『ブラックジャックによろしく』によろしく
第90話(精神科編・11)「商売と理想」

2004/06/16

(初めに、皆さまには大変ご心配をおかけしました。もう大丈夫ですよ。
通常どおり再開したいと思います。どうぞよろよろ ^_^)

♪悲しい時には 散歩に行くの いつもわたしのすきな場所…


「マイ・フェイバリット・シングズ」の曲で歌って下さい(^^;
皆さんお元気ですか? えれです(^_^)。

と、勝手に一人ミュージカルで始まりましたが、私は元気です。(本当に元気です。)
この前はツマブキ君のシャツをちぎりに行ったりしてね…
ウソだけどね…(試写会に行っただけ。安藤くんも来た。楽しかった)。
まぁそんな風に過ごしています。

さて、前回でちょうどコミックス一冊分ですね。
今回もまたどうぞおつきあいください。


・緩和ケア科

まさか人気者二人のツーショットの大ゴマが欲しかった訳じゃないだろうな…
うれしいけど。


・NICU

まずおムツに目はいかないのか…
(突然今気づいたけど「ひっくり返しておつむにおむつ」、かなるほど〜
お、遅い??(^^;)


・心臓外科・第一内科・第一外科

こうなると本当にまるですごろくみたいですね(^^;
時間があったら作ってみるのも面白いかもしれません。
「カオリさんに三千円借りれないと北先生に会えない」、とか。


・「先生も僕のこと好きですよね?」

ヤバイ。

(同性間でもこれはあるのか…)


・ブレイブ リトル ブラザー

「虐げられるものへの共感があったのかもしれませんね」

人々の心に生まれる差別が度外れて大きくなる時、それは病んだり飢えたり貧しかったり、
人の心が落ちつきを失った時。
それは爆発的に現れて、逆に回ろうとしている世界の、そのためのささやかな抵抗を
押しもどす。

門脇氏の上の言葉は、過去皆川ちゃんの言った「先生かわいそうな人が好きなんでしょ…?」
という言葉と呼応するような気がする。

何かへの共感がそれに対する偏愛に堕してしまいやすい事もまた事実だから。
そんなとき誰が正直に「ここで(この人に)なら自分も必要とされる気がしたから」と
言えるだろうか。

共感は同情に。
とても、とても、区別がつけづらい。自分の気持ちさえ分からない。

けれど、少し、迷ったりしてもいいですか?


・月影

さて、私はやはりここであるひとつの小説を思い出します。

「杳子(ようこ)は暗い谷底に一人で座っていた」(古井由吉『杳子』(新潮文庫「杳子・妻隠」)より。)

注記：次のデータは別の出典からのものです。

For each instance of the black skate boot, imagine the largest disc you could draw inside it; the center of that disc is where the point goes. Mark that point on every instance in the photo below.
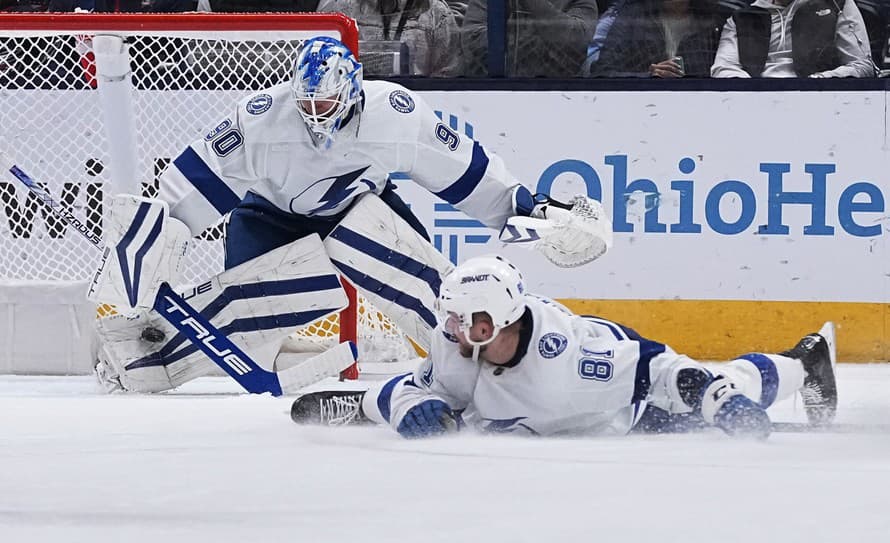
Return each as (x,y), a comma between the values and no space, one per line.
(330,408)
(817,354)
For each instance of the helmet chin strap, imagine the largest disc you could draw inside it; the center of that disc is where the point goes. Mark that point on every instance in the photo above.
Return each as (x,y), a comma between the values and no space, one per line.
(477,345)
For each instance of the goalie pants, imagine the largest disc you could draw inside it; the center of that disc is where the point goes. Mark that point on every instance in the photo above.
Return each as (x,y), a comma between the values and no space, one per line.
(256,226)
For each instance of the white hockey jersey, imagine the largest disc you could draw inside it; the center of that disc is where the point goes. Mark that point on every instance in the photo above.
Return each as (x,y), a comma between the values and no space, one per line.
(265,148)
(578,375)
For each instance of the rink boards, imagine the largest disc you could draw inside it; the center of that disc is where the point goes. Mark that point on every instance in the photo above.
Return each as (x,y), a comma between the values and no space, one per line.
(742,220)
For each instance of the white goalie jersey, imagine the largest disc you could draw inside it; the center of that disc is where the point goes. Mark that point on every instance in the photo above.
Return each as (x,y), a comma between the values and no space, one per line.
(572,374)
(265,148)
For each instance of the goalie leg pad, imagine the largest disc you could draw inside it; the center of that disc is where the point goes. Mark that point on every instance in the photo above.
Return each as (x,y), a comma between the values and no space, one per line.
(392,265)
(144,247)
(253,304)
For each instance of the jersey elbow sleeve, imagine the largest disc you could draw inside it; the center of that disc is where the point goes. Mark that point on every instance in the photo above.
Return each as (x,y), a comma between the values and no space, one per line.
(197,194)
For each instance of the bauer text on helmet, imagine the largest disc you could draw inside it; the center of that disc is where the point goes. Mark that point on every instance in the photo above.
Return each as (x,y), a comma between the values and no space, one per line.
(486,284)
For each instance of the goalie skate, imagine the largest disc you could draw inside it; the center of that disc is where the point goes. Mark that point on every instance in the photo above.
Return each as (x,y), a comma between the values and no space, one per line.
(330,408)
(817,353)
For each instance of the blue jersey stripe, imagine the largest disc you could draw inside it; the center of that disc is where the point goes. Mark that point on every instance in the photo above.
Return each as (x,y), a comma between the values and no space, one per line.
(388,256)
(199,174)
(648,350)
(460,189)
(387,292)
(769,377)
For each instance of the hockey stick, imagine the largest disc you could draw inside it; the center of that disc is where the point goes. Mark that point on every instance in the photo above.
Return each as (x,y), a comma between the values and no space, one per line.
(199,330)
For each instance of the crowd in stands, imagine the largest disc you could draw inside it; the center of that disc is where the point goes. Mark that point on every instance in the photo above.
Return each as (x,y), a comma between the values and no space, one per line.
(586,38)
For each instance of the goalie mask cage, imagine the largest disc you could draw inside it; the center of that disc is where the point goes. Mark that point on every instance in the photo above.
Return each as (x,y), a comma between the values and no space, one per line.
(75,114)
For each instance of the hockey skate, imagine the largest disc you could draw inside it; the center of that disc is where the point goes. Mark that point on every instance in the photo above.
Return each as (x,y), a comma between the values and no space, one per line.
(330,408)
(819,392)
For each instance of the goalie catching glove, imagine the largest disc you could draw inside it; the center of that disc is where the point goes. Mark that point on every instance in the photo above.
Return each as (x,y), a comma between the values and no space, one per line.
(568,235)
(145,247)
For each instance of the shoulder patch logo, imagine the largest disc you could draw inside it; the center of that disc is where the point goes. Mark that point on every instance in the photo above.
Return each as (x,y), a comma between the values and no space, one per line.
(259,104)
(552,345)
(401,101)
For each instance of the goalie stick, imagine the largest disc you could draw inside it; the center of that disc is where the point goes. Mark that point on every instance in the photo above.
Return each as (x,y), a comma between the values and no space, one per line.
(199,330)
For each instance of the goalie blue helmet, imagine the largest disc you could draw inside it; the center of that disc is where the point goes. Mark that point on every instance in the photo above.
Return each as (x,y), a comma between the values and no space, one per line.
(327,85)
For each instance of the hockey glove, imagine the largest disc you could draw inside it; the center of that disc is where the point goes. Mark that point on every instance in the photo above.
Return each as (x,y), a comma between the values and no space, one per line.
(568,235)
(734,413)
(428,418)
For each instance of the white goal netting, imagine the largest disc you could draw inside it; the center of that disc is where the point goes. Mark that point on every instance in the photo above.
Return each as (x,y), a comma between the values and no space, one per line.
(187,72)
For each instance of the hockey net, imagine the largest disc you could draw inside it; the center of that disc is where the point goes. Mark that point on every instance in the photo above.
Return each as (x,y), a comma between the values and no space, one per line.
(188,71)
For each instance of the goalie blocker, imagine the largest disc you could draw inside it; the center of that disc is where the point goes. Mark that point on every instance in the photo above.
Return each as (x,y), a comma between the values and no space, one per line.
(568,235)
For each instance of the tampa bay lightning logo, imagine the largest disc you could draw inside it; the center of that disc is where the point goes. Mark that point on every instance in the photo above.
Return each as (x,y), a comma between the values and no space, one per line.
(401,101)
(259,104)
(426,375)
(219,128)
(329,193)
(552,345)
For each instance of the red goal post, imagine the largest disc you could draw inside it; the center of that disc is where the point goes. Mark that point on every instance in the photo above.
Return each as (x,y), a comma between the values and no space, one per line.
(73,133)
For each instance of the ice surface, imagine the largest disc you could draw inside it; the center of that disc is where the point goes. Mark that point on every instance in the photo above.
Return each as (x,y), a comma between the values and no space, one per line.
(209,464)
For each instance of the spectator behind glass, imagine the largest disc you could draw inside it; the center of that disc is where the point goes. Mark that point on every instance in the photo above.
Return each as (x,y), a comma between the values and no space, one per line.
(428,27)
(795,38)
(657,38)
(544,37)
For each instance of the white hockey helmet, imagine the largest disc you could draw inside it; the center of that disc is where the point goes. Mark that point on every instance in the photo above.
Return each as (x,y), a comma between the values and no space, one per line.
(327,85)
(489,284)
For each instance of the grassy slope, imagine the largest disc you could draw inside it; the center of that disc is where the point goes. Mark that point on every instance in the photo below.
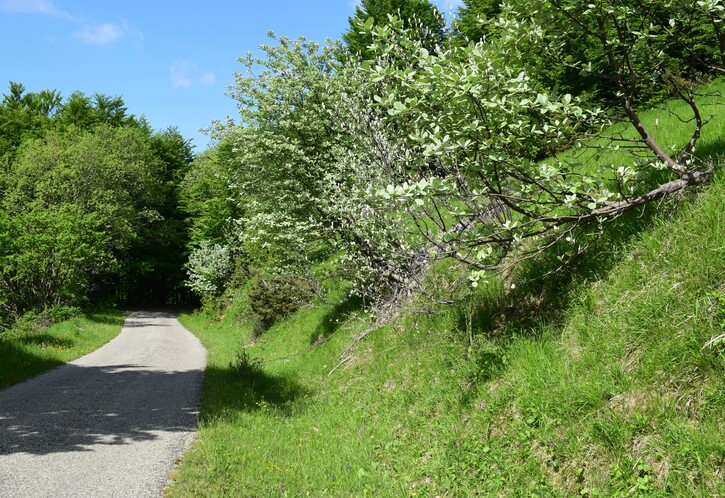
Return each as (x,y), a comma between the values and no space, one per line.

私がこのお話を初めて読んだのは高校生の時で、その時はなんというか
つかまえようとするとするりと逃げてしまう文章だな…と思っていたのですが、
最近読み返してみて、杳子が失調に陥る場面の描写の静かな壮絶さには
舌を巻くものがありました。(昔はやっぱりよく分かってなかったんですね)

で、これは名作ではありますが初版が1971年とすでに古典にも入りそうな(すみません…)
作品ですので、書かれた社会状況も今とはかなり異なり、また杳子の不調についても
正確な病名が明らかにされていないため単純な比較はできないかもしれません。しかし、
物語冒頭の、
「杳子がそこにいた」(ので逃げられない)
という感覚は今も圧倒的な迫力を持って、なぜ主人公が彼女から離れられないのかを
この一文だけで納得させてしまう力を持っています。

ローレライは誘う、私を好きなら、一緒に行こう、と。

守りたいものができると、人は弱くはいられないのかもしれません…。